La última encuesta del Centro de Investigaciones Sociológicas (CIS) sobre opinión pública y política fiscal revela que solo el 20,4% de los españoles considera que el sistema tributario español aplica un reparto justo y progresivo, frente al 77,2% que percibe un desequilibrio impositivo entre el 1,1% más rico y el resto. El dato apenas ha variado desde 2024, cuando el porcentaje de quienes veían justo el reparto era del 19,2%, lo que confirma tres años consecutivos con ocho de cada diez encuestados convencidos de que Hacienda no trata por igual a todos los contribuyentes.
La presión fiscal española alcanzó el 36,7% del PIB en 2024, por encima de la media de la OCDE (34,1%), aunque lejos de Francia (43,5%) o Dinamarca (45,2%).

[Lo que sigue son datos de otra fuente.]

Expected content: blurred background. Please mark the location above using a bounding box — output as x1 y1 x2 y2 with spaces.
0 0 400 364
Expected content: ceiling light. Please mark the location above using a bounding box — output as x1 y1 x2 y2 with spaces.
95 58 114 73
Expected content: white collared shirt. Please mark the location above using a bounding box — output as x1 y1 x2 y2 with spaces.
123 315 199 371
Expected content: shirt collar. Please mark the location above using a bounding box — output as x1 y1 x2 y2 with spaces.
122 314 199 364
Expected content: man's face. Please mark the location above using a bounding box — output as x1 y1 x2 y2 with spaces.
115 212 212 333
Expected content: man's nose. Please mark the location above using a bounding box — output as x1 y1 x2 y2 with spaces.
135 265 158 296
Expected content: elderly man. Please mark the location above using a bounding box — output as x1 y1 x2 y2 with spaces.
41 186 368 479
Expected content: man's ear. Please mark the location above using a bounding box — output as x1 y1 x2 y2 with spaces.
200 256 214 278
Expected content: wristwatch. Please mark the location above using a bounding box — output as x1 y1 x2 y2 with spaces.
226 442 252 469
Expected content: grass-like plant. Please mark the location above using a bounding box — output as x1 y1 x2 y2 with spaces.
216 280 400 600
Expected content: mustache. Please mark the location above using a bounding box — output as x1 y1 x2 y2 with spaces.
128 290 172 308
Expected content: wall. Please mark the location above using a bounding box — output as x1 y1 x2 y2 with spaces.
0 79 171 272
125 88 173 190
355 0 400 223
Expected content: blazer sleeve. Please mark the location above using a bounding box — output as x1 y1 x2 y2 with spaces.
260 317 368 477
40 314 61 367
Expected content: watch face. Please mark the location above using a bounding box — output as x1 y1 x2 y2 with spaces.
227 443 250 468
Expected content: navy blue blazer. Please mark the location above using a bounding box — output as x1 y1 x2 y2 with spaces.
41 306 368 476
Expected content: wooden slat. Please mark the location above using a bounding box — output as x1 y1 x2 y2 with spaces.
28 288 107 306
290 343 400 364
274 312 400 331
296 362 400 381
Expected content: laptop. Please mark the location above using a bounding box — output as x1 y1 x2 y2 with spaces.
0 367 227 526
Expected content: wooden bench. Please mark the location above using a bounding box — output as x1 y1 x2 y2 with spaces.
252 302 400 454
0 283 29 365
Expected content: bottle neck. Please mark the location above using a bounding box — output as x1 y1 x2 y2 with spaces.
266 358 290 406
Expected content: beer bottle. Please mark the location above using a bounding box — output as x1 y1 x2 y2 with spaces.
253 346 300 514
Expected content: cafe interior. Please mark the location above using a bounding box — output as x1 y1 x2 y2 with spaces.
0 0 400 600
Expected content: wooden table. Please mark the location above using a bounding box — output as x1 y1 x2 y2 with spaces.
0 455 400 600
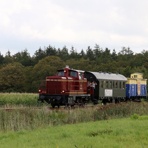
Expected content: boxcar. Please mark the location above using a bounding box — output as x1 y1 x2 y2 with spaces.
84 72 127 104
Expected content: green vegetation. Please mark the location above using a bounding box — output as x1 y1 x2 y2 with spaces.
0 93 38 107
0 118 148 148
0 93 148 148
0 44 148 92
0 99 148 132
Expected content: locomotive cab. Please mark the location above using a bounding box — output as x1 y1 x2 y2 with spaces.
39 66 89 107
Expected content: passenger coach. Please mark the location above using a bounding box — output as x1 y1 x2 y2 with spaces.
84 72 127 104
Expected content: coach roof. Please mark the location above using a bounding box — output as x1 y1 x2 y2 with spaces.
86 71 127 81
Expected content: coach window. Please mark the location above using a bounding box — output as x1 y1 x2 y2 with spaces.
100 81 103 88
109 81 112 88
114 81 118 88
123 82 125 88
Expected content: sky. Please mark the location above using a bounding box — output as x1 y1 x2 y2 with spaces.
0 0 148 55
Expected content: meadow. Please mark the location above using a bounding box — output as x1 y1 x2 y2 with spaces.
0 115 148 148
0 93 38 107
0 93 148 148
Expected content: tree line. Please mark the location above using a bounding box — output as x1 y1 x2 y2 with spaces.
0 44 148 92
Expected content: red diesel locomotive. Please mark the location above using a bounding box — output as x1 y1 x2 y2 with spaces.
38 66 147 107
39 66 93 107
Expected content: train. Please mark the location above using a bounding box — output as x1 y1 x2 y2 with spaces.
38 66 147 108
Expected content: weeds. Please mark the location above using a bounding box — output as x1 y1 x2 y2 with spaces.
0 95 148 132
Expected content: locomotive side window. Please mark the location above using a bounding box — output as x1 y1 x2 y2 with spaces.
70 71 77 77
100 81 103 88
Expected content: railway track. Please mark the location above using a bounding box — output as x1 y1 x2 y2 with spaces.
0 102 126 111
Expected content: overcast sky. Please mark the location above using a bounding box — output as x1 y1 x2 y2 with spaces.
0 0 148 55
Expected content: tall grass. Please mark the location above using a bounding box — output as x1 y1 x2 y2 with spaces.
0 93 38 106
0 102 148 131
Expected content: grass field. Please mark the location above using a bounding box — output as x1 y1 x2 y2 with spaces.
0 116 148 148
0 93 148 148
0 93 38 106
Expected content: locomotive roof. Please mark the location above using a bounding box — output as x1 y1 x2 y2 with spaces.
87 71 127 81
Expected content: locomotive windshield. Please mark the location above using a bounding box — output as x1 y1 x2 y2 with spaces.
57 70 64 77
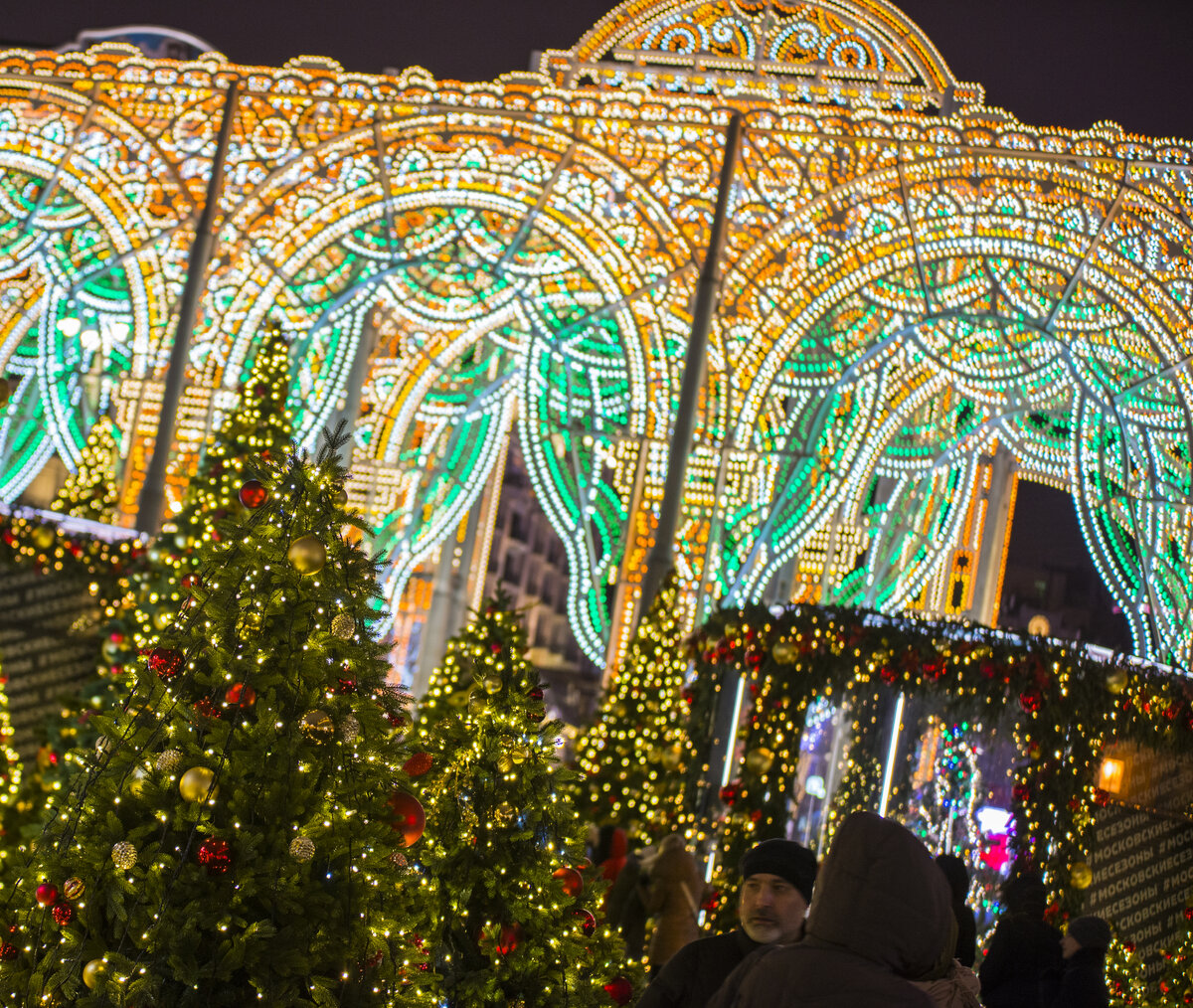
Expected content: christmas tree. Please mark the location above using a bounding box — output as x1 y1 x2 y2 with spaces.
50 417 120 521
577 574 690 840
1152 894 1193 1008
0 437 433 1008
420 600 638 1008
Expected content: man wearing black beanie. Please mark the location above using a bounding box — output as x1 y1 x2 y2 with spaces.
637 840 816 1008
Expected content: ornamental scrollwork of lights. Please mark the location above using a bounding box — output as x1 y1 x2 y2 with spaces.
0 0 1193 666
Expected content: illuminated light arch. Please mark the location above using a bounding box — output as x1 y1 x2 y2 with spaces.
198 117 692 651
0 78 203 501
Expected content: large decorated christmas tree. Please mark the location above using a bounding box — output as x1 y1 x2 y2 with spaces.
50 417 119 521
0 433 433 1008
412 601 639 1008
577 565 690 841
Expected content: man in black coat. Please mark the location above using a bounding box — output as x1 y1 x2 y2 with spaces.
637 840 816 1008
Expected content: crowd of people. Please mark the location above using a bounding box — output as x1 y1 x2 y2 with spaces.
595 812 1110 1008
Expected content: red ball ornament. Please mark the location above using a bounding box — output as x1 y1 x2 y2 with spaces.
573 911 596 937
225 682 256 708
195 836 232 876
237 479 269 511
388 791 427 847
551 869 585 900
149 648 183 680
604 976 633 1006
402 753 434 776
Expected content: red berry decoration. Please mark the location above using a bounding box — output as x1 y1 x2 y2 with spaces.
573 911 596 937
149 648 183 680
604 976 633 1006
195 836 232 876
388 791 427 847
237 479 269 511
402 753 434 776
225 682 256 708
551 869 585 900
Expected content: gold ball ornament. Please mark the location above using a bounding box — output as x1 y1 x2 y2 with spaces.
112 840 137 872
154 750 183 773
770 640 799 664
29 525 54 550
290 836 315 863
286 536 327 575
298 710 335 744
83 959 107 990
746 746 774 774
1106 668 1127 697
178 767 220 801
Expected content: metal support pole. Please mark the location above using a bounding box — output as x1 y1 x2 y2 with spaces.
137 79 240 536
638 112 742 619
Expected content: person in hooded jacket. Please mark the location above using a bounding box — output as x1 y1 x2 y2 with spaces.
710 812 956 1008
978 873 1061 1008
1048 918 1111 1008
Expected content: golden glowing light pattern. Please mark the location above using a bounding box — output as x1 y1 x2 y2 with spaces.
0 0 1193 663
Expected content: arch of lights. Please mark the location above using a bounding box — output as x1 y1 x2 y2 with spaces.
0 0 1193 664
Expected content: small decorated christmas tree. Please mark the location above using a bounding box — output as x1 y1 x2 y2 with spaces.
1151 894 1193 1008
50 417 120 521
0 439 433 1008
414 601 639 1008
577 574 691 841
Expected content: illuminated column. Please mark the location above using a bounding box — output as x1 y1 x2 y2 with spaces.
137 78 240 535
968 445 1019 626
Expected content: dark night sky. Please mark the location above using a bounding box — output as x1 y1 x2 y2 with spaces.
0 0 1193 138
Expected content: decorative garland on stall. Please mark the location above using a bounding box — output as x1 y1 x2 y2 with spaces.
686 604 1193 924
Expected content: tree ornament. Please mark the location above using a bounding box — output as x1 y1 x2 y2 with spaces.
746 746 774 776
298 709 335 745
237 479 269 511
112 840 137 872
149 648 183 681
225 682 256 708
195 836 232 876
604 974 633 1008
83 959 107 990
388 791 427 847
340 715 360 742
178 767 220 801
770 640 799 664
402 753 434 776
290 836 315 863
286 536 327 575
154 750 183 773
551 869 585 900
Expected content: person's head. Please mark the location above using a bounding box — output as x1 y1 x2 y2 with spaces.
1061 918 1111 959
738 840 816 944
937 854 968 903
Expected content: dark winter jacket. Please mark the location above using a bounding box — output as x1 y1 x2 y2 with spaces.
1048 948 1110 1008
978 914 1061 1008
637 928 763 1008
710 812 954 1008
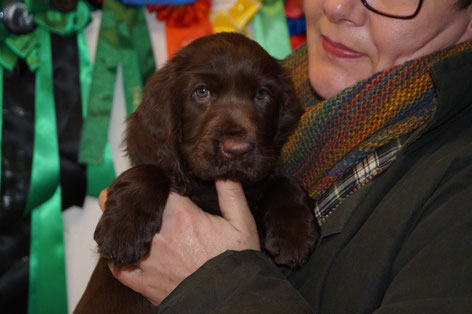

En 2025, un 48,4% de los encuestados sentía que pagaba demasiados impuestos, cifra que descendió al 43,7% en 2026. El 89,3% cree que existe mucho o bastante fraude fiscal, una percepción estable desde 2024, mientras que la Agencia Tributaria recuperó 18.928 millones de euros en actuaciones de control durante 2025.
El malestar se acentúa en materia de servicios públicos: el 89% considera insuficiente el gasto en vivienda, el 79% en sanidad y el 78,3% en ciencia y tecnología. Además, el 57,5% opina que recibe menos del Estado de lo que aporta, frente al 62,1% de 2025. El 82,6% está de acuerdo con que engañar a Hacienda equivale a engañar al resto de ciudadanos y el 70,1% apuesta por gravar más a través de impuestos directos como el IRPF. El debate, según los autores, gira menos en torno a cuánto se paga y más en torno a quién parece librarse.